Yogi Berra’s fellow Yankee catcher, Elston Howard, created the batting doughnut. Everybody from Little Leaguers to Mike Trout has used one. The premise is simple; warm up with a heavy bat in order to swing your regular bat faster. Except research has shown that, if anything, batting doughnuts may slow down swings.
But batting doughnut use persists. Former Minnesota Twins batting coach, Joe Vavra, explains that, “hitters need to do whatever helps them feel confident. The on-deck circle is like a mental hitting chamber”.
Whether they realize it or not, MLB players are leveraging a psychological phenomenon known as the contrast effect to boost their confidence.
The contrast effect impacts our perception of new information based upon exposure to prior information. Said differently, everything is relative.
One of the oldest examples of the contrast effect is an experiment involving three buckets of water. Bucket 1 contains ice cold water. Bucket 2 contains hot water. Bucket 3 contains room temperature water. Experimenters place opposite hands into the cold and hot buckets for a length of time. Then they take both hands out and place them into the room temperature bucket. The same temperature induces different sensations based upon each hand’s prior environment.

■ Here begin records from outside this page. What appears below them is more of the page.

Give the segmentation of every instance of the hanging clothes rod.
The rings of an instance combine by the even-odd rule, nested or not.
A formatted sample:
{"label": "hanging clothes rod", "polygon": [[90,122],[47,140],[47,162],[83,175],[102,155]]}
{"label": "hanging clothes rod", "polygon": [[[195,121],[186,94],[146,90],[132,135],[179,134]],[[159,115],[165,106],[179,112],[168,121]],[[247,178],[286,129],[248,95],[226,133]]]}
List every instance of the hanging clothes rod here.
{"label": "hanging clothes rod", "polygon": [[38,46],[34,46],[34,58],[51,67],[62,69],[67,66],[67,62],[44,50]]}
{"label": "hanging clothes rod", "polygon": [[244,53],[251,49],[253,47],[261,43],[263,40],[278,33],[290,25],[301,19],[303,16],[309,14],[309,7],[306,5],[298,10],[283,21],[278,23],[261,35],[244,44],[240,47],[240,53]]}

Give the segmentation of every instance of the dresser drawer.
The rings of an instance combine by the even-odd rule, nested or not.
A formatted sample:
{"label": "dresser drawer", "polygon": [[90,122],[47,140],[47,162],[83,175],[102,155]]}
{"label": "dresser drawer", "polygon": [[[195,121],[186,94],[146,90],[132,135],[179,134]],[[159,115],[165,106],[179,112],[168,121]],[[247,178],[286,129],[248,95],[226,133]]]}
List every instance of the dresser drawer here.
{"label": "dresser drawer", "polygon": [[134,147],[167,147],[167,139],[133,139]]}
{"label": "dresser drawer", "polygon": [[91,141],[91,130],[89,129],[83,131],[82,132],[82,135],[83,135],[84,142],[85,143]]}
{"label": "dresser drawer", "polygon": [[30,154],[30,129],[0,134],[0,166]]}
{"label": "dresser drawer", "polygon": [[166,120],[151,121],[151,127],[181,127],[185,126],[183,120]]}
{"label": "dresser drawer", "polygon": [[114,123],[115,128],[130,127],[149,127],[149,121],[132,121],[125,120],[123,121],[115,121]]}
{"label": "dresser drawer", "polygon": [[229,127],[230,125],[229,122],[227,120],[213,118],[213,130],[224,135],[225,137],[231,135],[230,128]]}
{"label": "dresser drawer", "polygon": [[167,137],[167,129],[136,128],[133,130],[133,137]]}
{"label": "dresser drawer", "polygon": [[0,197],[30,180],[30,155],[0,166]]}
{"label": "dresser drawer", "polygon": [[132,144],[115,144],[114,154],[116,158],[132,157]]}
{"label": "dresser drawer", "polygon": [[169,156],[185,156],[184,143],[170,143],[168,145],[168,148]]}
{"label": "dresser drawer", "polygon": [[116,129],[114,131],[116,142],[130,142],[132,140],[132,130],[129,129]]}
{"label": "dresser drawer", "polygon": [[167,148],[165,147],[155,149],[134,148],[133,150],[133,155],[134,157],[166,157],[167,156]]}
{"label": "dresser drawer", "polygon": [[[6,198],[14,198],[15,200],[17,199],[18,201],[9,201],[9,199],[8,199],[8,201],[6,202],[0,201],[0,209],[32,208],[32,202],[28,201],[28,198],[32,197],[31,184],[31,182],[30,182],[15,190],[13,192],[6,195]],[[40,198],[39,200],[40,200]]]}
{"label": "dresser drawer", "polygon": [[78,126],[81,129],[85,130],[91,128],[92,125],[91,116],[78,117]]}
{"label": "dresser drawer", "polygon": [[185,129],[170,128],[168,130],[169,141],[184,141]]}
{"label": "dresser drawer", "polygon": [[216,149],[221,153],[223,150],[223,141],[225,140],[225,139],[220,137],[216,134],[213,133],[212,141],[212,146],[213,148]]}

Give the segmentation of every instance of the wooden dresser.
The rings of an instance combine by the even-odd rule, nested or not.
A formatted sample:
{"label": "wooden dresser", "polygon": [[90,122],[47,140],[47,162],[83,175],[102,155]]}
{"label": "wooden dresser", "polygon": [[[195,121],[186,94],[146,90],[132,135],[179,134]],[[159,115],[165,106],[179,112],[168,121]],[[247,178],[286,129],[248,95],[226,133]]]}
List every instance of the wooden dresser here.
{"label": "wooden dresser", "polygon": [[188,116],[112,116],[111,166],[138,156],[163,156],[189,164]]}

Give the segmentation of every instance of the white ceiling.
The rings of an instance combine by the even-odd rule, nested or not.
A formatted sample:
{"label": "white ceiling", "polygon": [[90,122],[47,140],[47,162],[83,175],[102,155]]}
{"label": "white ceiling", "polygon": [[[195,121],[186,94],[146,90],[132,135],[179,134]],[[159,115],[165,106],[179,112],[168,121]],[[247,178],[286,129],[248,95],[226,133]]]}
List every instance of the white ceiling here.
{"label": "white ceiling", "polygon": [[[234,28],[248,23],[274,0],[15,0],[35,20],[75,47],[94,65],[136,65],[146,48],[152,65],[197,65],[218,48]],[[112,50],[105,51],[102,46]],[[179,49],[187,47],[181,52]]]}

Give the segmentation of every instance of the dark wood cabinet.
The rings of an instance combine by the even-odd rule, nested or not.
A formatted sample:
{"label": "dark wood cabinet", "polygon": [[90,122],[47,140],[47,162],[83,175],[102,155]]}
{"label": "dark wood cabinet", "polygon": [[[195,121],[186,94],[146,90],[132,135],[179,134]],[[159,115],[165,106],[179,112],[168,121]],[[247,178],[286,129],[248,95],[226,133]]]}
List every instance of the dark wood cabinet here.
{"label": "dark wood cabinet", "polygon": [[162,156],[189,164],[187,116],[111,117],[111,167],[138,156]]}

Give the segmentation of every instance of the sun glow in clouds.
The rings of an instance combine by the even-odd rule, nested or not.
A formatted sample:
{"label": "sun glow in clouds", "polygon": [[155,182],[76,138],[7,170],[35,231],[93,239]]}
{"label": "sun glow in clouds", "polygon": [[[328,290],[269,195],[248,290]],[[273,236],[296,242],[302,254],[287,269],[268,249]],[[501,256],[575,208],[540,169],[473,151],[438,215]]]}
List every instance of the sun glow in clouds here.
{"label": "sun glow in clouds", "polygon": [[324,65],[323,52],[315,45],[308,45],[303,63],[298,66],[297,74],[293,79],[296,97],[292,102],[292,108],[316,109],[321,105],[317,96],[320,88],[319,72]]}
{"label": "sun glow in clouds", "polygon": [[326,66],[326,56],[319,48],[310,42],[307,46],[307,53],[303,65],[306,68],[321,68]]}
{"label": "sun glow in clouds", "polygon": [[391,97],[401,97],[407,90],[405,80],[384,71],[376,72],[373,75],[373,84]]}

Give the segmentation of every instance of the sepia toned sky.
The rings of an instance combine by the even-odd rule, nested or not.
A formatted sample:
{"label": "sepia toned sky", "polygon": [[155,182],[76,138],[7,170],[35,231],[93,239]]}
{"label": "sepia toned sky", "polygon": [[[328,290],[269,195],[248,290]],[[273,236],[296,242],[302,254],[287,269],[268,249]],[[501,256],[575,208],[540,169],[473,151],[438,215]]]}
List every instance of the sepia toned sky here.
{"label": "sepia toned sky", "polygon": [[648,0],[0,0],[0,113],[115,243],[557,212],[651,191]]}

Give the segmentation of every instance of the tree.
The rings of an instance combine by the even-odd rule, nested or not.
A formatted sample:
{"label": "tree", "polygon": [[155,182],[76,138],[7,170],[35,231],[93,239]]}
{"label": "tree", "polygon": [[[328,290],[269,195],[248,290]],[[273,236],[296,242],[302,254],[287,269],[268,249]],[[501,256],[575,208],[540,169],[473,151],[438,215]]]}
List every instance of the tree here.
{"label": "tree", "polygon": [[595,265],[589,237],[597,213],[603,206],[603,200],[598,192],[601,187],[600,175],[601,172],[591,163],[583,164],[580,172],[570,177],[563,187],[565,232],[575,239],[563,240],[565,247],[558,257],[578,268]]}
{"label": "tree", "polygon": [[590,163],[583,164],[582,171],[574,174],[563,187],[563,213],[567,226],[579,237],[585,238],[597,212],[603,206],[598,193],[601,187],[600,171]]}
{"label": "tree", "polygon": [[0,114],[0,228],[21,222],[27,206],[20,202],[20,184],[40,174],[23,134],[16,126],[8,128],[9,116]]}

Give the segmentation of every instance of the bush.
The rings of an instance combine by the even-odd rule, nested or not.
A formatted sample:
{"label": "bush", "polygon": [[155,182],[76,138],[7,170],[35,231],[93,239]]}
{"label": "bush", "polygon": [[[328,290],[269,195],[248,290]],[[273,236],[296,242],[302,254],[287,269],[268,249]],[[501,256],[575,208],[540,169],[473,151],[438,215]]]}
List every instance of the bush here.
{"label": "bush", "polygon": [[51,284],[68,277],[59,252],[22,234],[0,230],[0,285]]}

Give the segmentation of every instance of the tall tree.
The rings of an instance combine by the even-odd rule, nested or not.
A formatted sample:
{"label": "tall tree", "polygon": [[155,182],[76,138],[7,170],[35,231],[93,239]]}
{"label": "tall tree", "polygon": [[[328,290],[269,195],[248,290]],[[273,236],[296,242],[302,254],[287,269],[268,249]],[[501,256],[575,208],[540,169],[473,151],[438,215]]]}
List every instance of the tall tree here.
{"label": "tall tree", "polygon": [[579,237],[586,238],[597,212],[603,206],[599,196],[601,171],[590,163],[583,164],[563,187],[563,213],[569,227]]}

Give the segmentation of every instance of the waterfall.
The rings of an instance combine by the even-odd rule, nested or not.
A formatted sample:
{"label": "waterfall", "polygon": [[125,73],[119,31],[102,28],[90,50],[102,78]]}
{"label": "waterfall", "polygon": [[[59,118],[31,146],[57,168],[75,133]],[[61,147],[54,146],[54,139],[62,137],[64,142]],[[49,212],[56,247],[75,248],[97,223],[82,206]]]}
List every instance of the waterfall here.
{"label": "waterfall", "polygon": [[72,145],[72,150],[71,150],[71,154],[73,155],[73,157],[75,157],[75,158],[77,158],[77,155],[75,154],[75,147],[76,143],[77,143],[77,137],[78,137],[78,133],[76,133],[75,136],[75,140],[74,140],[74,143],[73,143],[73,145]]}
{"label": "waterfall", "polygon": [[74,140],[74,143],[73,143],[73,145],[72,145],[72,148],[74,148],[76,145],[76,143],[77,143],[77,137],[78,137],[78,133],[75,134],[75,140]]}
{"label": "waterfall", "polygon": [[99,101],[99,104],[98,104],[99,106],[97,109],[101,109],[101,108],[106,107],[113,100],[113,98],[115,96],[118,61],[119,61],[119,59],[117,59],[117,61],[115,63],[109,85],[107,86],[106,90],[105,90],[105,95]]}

The same bat can feel heavy or light
The same temperature can feel hot or cold
The same account balance can feel thrilling or nauseating
As investors, we endlessly contrast our current vantage point with those from our past. Depending on the framing we choose, this can either be psychological torture or a confidence boost. As Ben Carlson has correctly observed, the best way to win any argument about the markets is to change the time horizon so it suits your stance.
For example, if you have a diversified investment portfolio, there’s a good chance it’s currently not worth as much as it was at some point last year. However, there’s also a good chance that it’s worth far more than it was three years ago.
By tweaking the variables of “compared to what” and “since when”, we can make any investment strategy look like it’s working or not.
This is part of what makes successful investing so tough. The same portfolio balance can simultaneously please and disappoint us. Then we have to balance those conflicting emotions and decide how to proceed. No wonder things get messy.
Investing evokes a broad range of emotions. When we feel ourselves drifting towards the extremes of the fear/greed spectrum, we should consider whether the contrast effect has been weaponized against us. This is one of our best defense mechanisms against being emotionally hijacked into poor investment decisions.